Americans are not the first to devise a constitution calling for the separation of powers. The Torah too legislated institutionalized checks and balances — but with an interesting twist.
In keeping with antiquity, the executive branch was a monarchy, but in Israel’s case, a limited monarchy, a king who was subject to the rule of law, and chosen from among the people (Deut. 17:15) — lest he rule with no empathy for the ruled. Also, he could not use his position to amass excessive wealth, especially horses — what we would call his own private militia, a natural proclivity of kings, says Ramban. Kings had to maintain their own written reminder of these limitations (17:18-19), which, says the Talmud (San. 21a), they were to carry with them wherever they went.
Ancient Israel had yet to envision a democratically elected legislature, but its priestly class was a legislature of sorts; it could not actually vote in new laws (as we do) because the Torah was assumed to have all the laws the people needed. But priests could “interpret” old laws to get new ones, a practice the Rabbis extended, with their doctrine of an “oral Torah” that supplemented the written one. Like the king, priests too were hemmed in by limitations: having no landed patrimony of their own, they were supported by, and dependent on, the Temple offerings brought by the people (18:1).
The Torah also demands an independent judiciary with the necessary complement of law-enforcing officials, including police with punitive authority to enforce the law (Rashi, 16:18). Hence this portion’s name (16:18), Shoftim (“Judges”) but, more properly, “Shoftim v’shotrim,” “Judges and officials” — or what the celebrated TV series called “law and order.”

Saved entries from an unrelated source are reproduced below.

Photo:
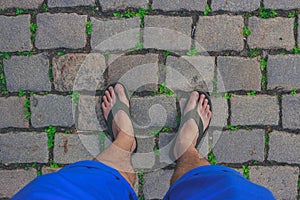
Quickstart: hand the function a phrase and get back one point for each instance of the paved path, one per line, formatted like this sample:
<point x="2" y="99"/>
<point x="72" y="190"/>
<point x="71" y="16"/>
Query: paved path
<point x="244" y="52"/>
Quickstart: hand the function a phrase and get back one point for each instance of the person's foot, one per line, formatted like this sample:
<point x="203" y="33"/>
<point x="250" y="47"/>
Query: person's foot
<point x="189" y="132"/>
<point x="121" y="123"/>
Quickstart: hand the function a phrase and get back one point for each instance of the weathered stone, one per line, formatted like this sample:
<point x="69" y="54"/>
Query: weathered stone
<point x="60" y="30"/>
<point x="118" y="34"/>
<point x="138" y="72"/>
<point x="284" y="147"/>
<point x="284" y="72"/>
<point x="23" y="147"/>
<point x="254" y="110"/>
<point x="14" y="180"/>
<point x="189" y="73"/>
<point x="51" y="109"/>
<point x="240" y="146"/>
<point x="27" y="73"/>
<point x="281" y="180"/>
<point x="168" y="33"/>
<point x="291" y="111"/>
<point x="284" y="5"/>
<point x="236" y="73"/>
<point x="70" y="3"/>
<point x="157" y="184"/>
<point x="12" y="110"/>
<point x="235" y="5"/>
<point x="171" y="5"/>
<point x="282" y="33"/>
<point x="155" y="111"/>
<point x="79" y="72"/>
<point x="219" y="33"/>
<point x="123" y="4"/>
<point x="16" y="34"/>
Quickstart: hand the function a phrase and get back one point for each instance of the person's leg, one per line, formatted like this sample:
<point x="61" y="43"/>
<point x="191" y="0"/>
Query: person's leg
<point x="118" y="155"/>
<point x="187" y="155"/>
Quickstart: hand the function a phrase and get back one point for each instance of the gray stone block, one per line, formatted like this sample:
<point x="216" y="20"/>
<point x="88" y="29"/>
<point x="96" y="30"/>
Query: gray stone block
<point x="27" y="73"/>
<point x="16" y="34"/>
<point x="281" y="180"/>
<point x="284" y="147"/>
<point x="236" y="73"/>
<point x="235" y="5"/>
<point x="283" y="72"/>
<point x="70" y="3"/>
<point x="190" y="73"/>
<point x="60" y="30"/>
<point x="79" y="72"/>
<point x="157" y="184"/>
<point x="14" y="180"/>
<point x="107" y="5"/>
<point x="24" y="4"/>
<point x="240" y="146"/>
<point x="69" y="148"/>
<point x="23" y="147"/>
<point x="51" y="109"/>
<point x="155" y="111"/>
<point x="219" y="33"/>
<point x="136" y="72"/>
<point x="13" y="110"/>
<point x="175" y="5"/>
<point x="282" y="33"/>
<point x="291" y="111"/>
<point x="168" y="33"/>
<point x="254" y="110"/>
<point x="117" y="34"/>
<point x="284" y="5"/>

In matters of punishment, however, the people are to appeal to the “judge,” not the “police” (17:9). The judge decides what the police can do — a principle important enough for the Torah to demand it explicitly in every generation (17:9). Worrying about romantics who might bypass the judiciary of their time as being inferior to the judges of “the good old days,” the Torah expressly empowers judges of every era. “They are all we have,” says Rashi. “We must obey them.”
So there you have it, all in this week’s portion: an executive (a king, but chosen from the people, for the people); a legislature (a priesthood, dependent on support from the people they serve); and a judiciary (with attendant police power, but no independent police force that might abuse its power).
Still, even a good system of checks and balances can break down, so we get this “interesting twist”: a fourth element called “prophets.” All ancient people had prophets, but not like Israel’s, individuals who operated outside the system to bring conscience to bear on everyone else. Institutionalized power abhors conscience, however; it prefers the predictability of routinized bureaucracy. So in time, prophecy came to an end: in the commonwealth established after the return from Babylonian exile, the priests and monarch simply declared prophecy over and done with.
The Rabbis too distrusted individuals claiming direct revelation from God. But anticipating history’s need for independent conscience, the Rabbis gave us an alternative to prophets: every single citizen, you and me. They then demanded that the citizenry be informed: hence the centrality of study in Jewish culture.
And finally, the Rabbis demanded responsible exercise of that informed conscience by every single person. When the Torah says, “Establish law and order,” it adds “at your gates” and “for yourself [singular]” (16:18) — leading Sefer Yetsirah to identify “the gates” as the gateways to every person’s senses: our eyes, ears, nose, and mouth. The ultimate gatekeepers of justice are informed citizens, who monitor what is said, heard, seen, and even smelled.
The biblical prophets are gone, leaving every single one of us to take their place. Even the best of governments fail if we do not attune our senses to catch the telltale signs of moral rot right in our own backyard.